Clause 98
Company Law Reform Bill [Lords]
2:15 pm

Photo of Jonathan Djanogly

Jonathan Djanogly (Shadow Solicitor General (Also Shadow Minister for Trade and Industry), Law Officers (Assist the Home Affairs Team); Huntingdon, Conservative)

These probing amendments are designed to test the relevance and adequacy of the clause, which is clearly a pressure-valve clause. The situation envisaged would typically be related to a bid for a public company. The acquirer will normally wish to acquire at least 75 per cent. of the shares of the target, because at that level of ownership a resolution can be passed to make the target a private company. That in turn is important, because only private companies can use their own assets to give bank security for the purchase of their own shares. In other words, the purchaser uses the assets of the target to finance the transaction.

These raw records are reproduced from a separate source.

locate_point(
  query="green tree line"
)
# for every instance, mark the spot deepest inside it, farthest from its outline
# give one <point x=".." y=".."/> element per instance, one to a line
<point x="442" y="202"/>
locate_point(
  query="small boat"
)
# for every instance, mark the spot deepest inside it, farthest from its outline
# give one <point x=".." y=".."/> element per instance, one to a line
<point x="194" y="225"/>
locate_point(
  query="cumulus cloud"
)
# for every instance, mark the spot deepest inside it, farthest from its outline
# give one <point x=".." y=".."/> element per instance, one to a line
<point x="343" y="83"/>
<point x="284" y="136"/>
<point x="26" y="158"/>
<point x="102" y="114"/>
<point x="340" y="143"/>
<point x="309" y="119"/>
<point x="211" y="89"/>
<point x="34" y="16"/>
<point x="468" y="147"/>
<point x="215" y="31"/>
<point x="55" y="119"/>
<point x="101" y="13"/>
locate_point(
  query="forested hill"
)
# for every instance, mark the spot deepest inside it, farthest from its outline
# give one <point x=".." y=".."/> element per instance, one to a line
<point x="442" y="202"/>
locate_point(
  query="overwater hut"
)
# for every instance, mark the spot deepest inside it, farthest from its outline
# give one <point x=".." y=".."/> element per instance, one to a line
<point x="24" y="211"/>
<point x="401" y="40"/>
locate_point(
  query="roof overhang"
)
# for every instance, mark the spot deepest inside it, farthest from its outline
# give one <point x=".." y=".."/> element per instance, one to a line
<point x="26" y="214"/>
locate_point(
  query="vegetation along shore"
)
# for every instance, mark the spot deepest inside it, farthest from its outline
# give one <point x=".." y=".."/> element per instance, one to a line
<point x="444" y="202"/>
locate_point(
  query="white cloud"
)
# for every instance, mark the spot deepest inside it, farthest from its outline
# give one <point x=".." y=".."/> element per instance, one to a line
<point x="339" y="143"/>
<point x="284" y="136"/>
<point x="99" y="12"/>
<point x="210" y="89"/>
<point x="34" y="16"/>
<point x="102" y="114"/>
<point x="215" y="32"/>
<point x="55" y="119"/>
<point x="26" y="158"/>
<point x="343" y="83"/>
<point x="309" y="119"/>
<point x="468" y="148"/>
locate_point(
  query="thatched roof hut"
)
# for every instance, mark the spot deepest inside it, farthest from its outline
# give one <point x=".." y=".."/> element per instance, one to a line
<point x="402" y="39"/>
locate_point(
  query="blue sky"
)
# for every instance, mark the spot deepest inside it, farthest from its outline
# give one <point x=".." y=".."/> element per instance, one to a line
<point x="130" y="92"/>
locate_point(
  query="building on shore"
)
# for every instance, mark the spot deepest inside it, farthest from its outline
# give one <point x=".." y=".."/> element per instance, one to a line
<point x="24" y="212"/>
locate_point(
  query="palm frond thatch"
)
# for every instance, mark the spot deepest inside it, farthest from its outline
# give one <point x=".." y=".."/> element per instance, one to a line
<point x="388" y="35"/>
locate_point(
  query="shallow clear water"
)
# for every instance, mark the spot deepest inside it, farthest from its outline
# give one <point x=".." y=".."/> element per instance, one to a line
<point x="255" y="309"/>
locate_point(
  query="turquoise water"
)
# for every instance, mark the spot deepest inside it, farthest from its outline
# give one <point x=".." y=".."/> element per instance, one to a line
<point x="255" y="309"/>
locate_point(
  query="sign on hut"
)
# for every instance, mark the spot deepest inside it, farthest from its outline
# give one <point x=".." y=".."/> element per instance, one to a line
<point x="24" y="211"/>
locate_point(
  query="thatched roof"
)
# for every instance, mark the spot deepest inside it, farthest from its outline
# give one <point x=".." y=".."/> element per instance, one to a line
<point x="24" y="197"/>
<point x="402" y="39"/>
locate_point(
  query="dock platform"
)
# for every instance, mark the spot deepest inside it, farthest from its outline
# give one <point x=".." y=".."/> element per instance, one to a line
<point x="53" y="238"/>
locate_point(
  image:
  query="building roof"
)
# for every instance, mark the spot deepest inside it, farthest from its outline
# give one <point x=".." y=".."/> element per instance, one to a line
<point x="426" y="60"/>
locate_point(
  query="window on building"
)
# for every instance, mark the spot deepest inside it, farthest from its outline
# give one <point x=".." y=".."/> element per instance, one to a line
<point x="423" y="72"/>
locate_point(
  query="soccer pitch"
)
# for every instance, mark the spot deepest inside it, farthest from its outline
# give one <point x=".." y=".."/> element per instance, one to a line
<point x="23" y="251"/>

The clause—I appreciate that the provision is in the 1985 Act—provides holders of at least 5 per cent. of the company with the right to apply to the court to have the resolution to re-register capital. Does the Minister think that the clause is still necessary? Can she provide us with details of how often it has been invoked and whether any assessment has been made of its effectiveness? Is 5 per cent. still considered the right number of shareholders who need to complain? I have  suggested 10 per cent. on a probing basis, but maybe the figure could be less than 5 per cent. We would be interested to hear her views.